Battery charger and dual power supply unit
- DISCLAIMER: I DO ELECTRONICS AND 3D DESIGN SOLELY AS A HOBBY. THERE COULD BE ERRORS THAT CAN RESULT IN ALL KINDS OF DAMAGE. USE THESE DESIGNS AT YOUR OWN RISK.
- This design is released under Creative Commons Zero (CC0) license.
- See also:
2 Project description
I needed dual voltage power supply for my lab that runs on mains electricity (wall power) and slowly charges attached 12V Lead-Acid battery. Lead-acid battery in turn provides high current when needed as well as power in portable situations or when mains electricity is not available.
Power supply provides about 13 Volts and 5 Volts simultaneously.
!!!WARNING!!! I use USB-A connectors for power output, but IT IS NOT COMPATIBLE WITH USB DEVICES AND POSSIBLY WITH EXISTING USB CABLES.
Normal USB devices and cables should not be plugged in! It would damage device/cable and likely power supply.
I found USB-A connectors to be easily available, cheap, reliable and functional, so I re-purposed connector for my own needs but I'm using totally incompatible electrical wiring.
As seen, it has dual voltage output. Additionally one wire is dedicated to data transmission and can be used with 1-wire protocol. Power supply simply passively links all data wires together but does not participate in communication.
Power supply uses 3D printed body with lots of holes, for fanless cooling.
Various modules are realized on top of prototype PCBs that slide into dedicated rails within the body.
When cover is closed, it blocks PCB movement:
There is still some empty space inside, so why not add dummy cover on top that can be replaced later with add-on functionality/expansion board/terminal :)
3 Transformer and AC to DC converter
This is where high voltage from mains electricity enters the system.
For safety I kept high voltage section as minimal as possible. That is, wall plug runs straight into transformer. Also I used UV hardening glue for extra safety and isolation on PCB.

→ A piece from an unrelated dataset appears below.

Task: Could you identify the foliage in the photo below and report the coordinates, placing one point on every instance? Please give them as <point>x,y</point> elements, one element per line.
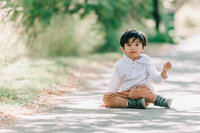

Power on/off switch operates on already reduced voltage of about 30 volts. Power switch is located on indicator panel.
DC current of about 30 volts is then routed to Main board.
This is logically main board because it appears to be central hub that connects all components. It also houses 2 adjustable DC-DC Step Down voltage converters.
High-level schematic of entire device:
As seen from schematic, ~30 volts DC from transformer board is routed into first step-down converter that reduces it to about 15V. Reduced voltage is then directed to Current limiter circuit. Current limiter loses about 2 volts. Now we have current and voltage limited power at about 13 volts. This power is used to charge connected 12V Lead-Acid battery. Also the same power is routed to connector terminal to be consumed by connected devices.
As seen from this schematic, device is not meant to provide high current for long periods of time. Instead it gets comparatively limited current to charge the battery and feed devices with low current requirements. Occasional current spikes are backed up by battery that stays in use-changing mode.
Also about 13V output voltage is approximate and depends on connected battery charge level.
Second Step-Down converter reduces voltage even further to quite precisely 5V DC. This resulting voltage is also routed to connector terminal.
Both 13V and 5V lines are also routed to indicator panel for monitoring.
There is single on/off switch. In off position, it disconnects battery and transformer from the system effectively powering everything down.
On schematic above, some wires are annotated with numbers from 1 to 13. This corresponds to output pins on the board.
Simple LM317 based current limiter is used. I used 4.7 ohm resistor. It provides about 265 milliamps of current. See calculator.
Thermal paste below and UV hardening glue on top is used to attach LM317 to the heatsink. There is also jumper-like solution on top right. This is handy to attach multimeter tap to verify/monitor current during initial device calibration.
If attached battery is really empty, significant voltage drop can occur in LM317. Heatsink is needed to dissipate that power.
Note: resistor gets hot too.
As seen above, most of the USB connectors are used to deliver dual power output and 1-wire data connectivity, except one on the bottom right. This is used to attach 12V battery. Some capacitors are thrown in as well to stabilize against smaller current spikes.
Electrically schematic is realized using smaller prototype PCBs.
Those PCBs are wired to central small PCB that acts as a hub:
PCBs are held together by being sandwiched between front panel:
and smaller back-end plate:
Since device uses adjustable step-down modules, these need to be calibrated to provide correct output voltage. It is important that battery receives proper charging voltage otherwise either no charging occurs or battery starts gassing out and gets destroyed.